Two nights ago, in a jazz bar, I met Ben. Knicks shirt to Knicks shirt, no introduction needed. Just a high five, a big smile, a shared allegiance.
"Where are you watching the game tomorrow?" I asked.
"Central Park. Projector. Hundred-inch screen. A crowd."
"Can I come?"
"Of course."
And just like that, New York did what it does. Showing the power of Yes.
The Gathering
Friday night, after dinner we headed downtown. Phoebe, Liz, Scott, and I. Guided by something larger than a game.
Just north of Sheep's Meadow, the park had transformed. A gathering of about 150 strangers, connected by Knick optimism.
The skyline, a witness. The air balmy and electric. The scene welcoming and alive.
We shared a bottle of wine. Someone brought cake. Cups appeared. Laughter rose easily.
Beneath it all, a shared, almost reckless optimism. New York believing. With GO NEW YORK GO chants along the way coupled with deafening chants of DEFENSE DEFENSE.
The Game
The Knicks went up. The Spurs tied it up. We needed a cardiologist in the crowd. The game tightened.
There was this steady undercurrent of hopeful belief, maybe, that the night might actually deliver. Every possession mattered.
Then, inevitably, impossibly, Brunson at the foul line with seconds remaining. Silence. A collective held breath. The shot fell. Time fractured.

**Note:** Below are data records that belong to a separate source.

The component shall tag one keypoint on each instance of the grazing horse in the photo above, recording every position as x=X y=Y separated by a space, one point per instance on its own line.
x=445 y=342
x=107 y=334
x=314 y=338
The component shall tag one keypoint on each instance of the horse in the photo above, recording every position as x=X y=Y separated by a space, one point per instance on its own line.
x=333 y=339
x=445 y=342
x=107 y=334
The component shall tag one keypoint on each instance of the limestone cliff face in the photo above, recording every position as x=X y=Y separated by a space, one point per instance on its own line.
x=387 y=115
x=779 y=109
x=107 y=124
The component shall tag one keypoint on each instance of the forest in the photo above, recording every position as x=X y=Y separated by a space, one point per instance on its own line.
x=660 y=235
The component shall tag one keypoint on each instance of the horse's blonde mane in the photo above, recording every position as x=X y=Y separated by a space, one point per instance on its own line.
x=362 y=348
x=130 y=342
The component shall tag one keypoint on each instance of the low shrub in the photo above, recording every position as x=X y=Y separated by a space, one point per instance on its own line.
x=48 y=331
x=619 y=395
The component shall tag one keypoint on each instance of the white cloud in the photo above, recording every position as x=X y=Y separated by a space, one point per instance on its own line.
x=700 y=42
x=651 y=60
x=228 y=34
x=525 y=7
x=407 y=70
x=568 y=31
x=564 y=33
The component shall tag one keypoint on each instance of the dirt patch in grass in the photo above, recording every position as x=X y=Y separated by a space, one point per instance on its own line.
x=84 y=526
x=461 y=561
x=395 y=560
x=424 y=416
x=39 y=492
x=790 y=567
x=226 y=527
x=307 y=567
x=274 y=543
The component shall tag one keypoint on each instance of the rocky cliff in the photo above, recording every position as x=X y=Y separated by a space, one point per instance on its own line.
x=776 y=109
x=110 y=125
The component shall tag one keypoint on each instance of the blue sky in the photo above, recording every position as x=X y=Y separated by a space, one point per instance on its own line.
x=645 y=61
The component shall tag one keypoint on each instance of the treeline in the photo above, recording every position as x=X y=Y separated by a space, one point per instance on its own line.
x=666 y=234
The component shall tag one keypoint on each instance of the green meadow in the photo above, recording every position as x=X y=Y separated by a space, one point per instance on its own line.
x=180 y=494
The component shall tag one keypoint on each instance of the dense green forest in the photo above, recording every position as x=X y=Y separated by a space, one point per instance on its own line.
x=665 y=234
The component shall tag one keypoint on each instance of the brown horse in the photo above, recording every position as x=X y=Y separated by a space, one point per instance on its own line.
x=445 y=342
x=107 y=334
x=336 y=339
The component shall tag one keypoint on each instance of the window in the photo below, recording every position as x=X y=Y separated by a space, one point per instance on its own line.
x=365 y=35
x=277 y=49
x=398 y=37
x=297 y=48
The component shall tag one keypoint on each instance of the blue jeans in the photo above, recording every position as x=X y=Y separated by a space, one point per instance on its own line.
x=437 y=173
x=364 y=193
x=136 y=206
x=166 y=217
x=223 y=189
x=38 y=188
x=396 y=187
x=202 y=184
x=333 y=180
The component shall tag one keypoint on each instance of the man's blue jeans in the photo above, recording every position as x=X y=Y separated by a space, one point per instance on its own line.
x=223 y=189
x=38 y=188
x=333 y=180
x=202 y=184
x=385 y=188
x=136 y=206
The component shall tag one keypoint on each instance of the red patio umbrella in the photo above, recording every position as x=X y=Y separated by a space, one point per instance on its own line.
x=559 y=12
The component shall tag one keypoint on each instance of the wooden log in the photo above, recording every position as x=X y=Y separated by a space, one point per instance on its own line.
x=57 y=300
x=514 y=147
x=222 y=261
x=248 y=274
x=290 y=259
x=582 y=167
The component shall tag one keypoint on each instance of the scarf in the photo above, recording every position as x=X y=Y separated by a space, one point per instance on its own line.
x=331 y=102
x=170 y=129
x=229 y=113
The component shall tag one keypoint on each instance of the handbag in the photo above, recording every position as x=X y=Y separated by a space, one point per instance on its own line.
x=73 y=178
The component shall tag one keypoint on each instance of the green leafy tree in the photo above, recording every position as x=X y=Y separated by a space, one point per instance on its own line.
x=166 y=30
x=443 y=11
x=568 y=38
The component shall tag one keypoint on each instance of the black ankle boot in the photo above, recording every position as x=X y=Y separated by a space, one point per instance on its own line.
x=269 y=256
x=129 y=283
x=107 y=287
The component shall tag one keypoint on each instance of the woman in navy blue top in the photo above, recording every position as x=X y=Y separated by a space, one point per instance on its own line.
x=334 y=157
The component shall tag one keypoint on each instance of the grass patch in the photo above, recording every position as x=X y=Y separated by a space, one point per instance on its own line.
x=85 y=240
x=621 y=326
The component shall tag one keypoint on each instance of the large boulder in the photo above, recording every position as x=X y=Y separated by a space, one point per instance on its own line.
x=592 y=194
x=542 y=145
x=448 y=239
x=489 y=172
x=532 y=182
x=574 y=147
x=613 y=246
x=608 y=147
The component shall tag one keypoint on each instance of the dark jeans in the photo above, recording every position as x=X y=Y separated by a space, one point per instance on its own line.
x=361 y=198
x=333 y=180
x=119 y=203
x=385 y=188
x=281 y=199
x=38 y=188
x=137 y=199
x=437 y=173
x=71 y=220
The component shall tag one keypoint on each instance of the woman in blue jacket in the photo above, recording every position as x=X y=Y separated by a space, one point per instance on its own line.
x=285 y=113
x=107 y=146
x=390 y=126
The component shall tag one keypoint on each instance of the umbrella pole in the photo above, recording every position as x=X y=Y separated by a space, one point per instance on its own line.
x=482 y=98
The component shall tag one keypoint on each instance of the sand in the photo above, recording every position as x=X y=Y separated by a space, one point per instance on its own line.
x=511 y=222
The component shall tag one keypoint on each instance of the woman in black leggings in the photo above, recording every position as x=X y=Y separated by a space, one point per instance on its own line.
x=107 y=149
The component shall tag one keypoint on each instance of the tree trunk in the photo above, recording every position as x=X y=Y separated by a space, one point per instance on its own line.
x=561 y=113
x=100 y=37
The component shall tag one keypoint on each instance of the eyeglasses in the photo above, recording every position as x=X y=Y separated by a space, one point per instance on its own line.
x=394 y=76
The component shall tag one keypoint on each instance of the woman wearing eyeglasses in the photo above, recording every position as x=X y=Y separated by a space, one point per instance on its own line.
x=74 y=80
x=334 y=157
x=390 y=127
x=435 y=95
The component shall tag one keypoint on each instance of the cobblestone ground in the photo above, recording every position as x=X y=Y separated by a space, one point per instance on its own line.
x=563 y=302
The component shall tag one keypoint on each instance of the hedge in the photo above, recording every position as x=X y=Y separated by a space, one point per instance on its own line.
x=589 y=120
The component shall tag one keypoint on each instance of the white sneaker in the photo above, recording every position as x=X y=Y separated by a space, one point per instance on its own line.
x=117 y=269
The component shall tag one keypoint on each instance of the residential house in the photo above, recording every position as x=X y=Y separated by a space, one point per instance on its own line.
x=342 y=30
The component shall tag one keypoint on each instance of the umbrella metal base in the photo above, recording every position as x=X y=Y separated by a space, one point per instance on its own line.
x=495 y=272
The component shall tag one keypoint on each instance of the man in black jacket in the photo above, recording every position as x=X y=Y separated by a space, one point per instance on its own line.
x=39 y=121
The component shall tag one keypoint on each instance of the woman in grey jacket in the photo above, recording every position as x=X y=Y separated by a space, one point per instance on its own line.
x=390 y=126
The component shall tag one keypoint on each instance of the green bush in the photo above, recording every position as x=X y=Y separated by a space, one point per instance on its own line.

And then Wemby, otherworldly, inevitable, rising for the final answer. The ball hung, suspended between heartbreak and miracle.
And missed.
The Eruption
For a moment, disbelief. Then eruption, jubilation.
The park exploded.
Bodies colliding, strangers embracing, voices breaking into something primal.
Orange and blue everywhere, alive against the night. It wasn't just a win. It was release. It was belonging. It was New York, unfiltered.